Vote winner Merkel faces tricky coalition talks, hard-right 'earthquake'
Berlin : German Chancellor Angela Merkel, after celebrating her fourth election win, wakes up Monday to the double headache of an emboldened hard-right opposition party and thorny coalition talks ahead.
If the campaign was widely decried as boring, its result was a bombshell -- a populist surge weakened both Merkel's conservatives and the centre-left Social Democrats, handing both their worst results in decades.
After 12 years in power and running on a promise of stability and continuity, Merkel's CDU/CSU bloc scored 32.9 percent, against 20.8 percent for the Social Democrats under challenger Martin Schulz.

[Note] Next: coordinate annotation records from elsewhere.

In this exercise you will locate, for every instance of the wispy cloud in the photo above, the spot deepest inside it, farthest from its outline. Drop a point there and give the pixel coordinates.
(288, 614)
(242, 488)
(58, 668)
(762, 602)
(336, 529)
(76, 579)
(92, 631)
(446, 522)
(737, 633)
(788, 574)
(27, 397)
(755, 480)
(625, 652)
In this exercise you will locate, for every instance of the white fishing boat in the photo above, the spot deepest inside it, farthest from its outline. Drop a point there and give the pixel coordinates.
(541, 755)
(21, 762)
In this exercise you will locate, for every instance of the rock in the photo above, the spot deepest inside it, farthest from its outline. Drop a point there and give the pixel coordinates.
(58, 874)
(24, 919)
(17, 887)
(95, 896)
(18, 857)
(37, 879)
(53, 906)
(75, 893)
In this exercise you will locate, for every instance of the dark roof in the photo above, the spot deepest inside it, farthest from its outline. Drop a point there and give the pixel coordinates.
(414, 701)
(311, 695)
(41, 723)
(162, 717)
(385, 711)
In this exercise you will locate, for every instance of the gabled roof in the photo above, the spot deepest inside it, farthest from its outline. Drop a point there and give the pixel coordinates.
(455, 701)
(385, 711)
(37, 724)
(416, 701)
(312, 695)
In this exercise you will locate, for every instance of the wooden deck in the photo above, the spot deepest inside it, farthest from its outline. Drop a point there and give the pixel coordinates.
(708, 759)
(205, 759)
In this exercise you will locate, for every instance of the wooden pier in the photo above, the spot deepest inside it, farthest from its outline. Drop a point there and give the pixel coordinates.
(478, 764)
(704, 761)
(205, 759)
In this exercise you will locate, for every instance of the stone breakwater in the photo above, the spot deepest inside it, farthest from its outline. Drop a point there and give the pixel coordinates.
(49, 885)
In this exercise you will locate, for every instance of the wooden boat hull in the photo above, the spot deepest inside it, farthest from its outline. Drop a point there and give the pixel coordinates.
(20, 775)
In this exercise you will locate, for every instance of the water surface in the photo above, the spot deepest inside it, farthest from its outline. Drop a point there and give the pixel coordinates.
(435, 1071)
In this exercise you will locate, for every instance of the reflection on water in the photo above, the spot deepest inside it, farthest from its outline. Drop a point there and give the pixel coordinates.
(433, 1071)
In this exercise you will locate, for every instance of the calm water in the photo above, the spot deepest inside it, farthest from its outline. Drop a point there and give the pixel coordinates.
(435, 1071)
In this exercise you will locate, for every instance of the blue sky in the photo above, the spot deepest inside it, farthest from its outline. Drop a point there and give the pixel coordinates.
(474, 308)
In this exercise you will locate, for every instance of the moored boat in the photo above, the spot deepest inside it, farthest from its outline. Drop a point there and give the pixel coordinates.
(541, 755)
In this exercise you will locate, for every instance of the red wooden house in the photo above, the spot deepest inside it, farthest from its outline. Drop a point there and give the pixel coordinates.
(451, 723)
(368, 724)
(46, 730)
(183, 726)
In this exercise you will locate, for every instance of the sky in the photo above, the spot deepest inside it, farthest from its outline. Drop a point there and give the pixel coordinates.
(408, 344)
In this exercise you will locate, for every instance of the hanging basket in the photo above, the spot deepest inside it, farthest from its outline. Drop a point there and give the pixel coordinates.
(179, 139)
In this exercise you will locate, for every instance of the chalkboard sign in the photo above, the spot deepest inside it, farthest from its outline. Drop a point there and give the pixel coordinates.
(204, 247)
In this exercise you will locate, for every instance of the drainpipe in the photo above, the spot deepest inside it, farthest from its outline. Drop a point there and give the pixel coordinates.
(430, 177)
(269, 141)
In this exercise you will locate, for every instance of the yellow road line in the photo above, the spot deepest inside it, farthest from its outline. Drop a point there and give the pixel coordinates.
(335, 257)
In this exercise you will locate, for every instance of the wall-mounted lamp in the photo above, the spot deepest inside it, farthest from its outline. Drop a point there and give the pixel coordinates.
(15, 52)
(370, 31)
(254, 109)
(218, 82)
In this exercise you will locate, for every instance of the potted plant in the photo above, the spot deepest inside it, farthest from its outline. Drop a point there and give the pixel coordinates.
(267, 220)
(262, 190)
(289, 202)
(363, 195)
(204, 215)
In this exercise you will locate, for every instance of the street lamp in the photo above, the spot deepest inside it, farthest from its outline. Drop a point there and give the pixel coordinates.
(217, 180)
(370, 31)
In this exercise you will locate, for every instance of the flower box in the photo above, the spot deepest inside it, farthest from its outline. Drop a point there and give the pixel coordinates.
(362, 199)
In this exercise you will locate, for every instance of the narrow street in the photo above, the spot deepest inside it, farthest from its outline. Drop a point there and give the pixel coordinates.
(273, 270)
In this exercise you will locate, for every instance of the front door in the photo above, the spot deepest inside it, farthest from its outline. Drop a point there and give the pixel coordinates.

The election spelt a breakthrough for the anti-Islam Alternative for Germany (AfD), which with 13 percent became the third strongest party and vowed to "go after" Merkel over her migrant and refugee policy.
The entry of dozens of hard-right nationalist MPs to the glass-domed Bundestag chamber breaks a taboo in post-World War II Germany and was labelled as a "political earthquake" by top-selling Bild daily.
"We will take our country back," vowed the AfD's jubilant Alexander Gauland, who has recently urged Germans to be proud of their war veterans and said a politician with Turkish roots should be "disposed of in Anatolia".
While joyful supporters of the AfD -- a party with links to the far-right French National Front and Britain's UKIP -- sang the German anthem late Sunday, hundreds of protesters outside shouted "Nazis out!"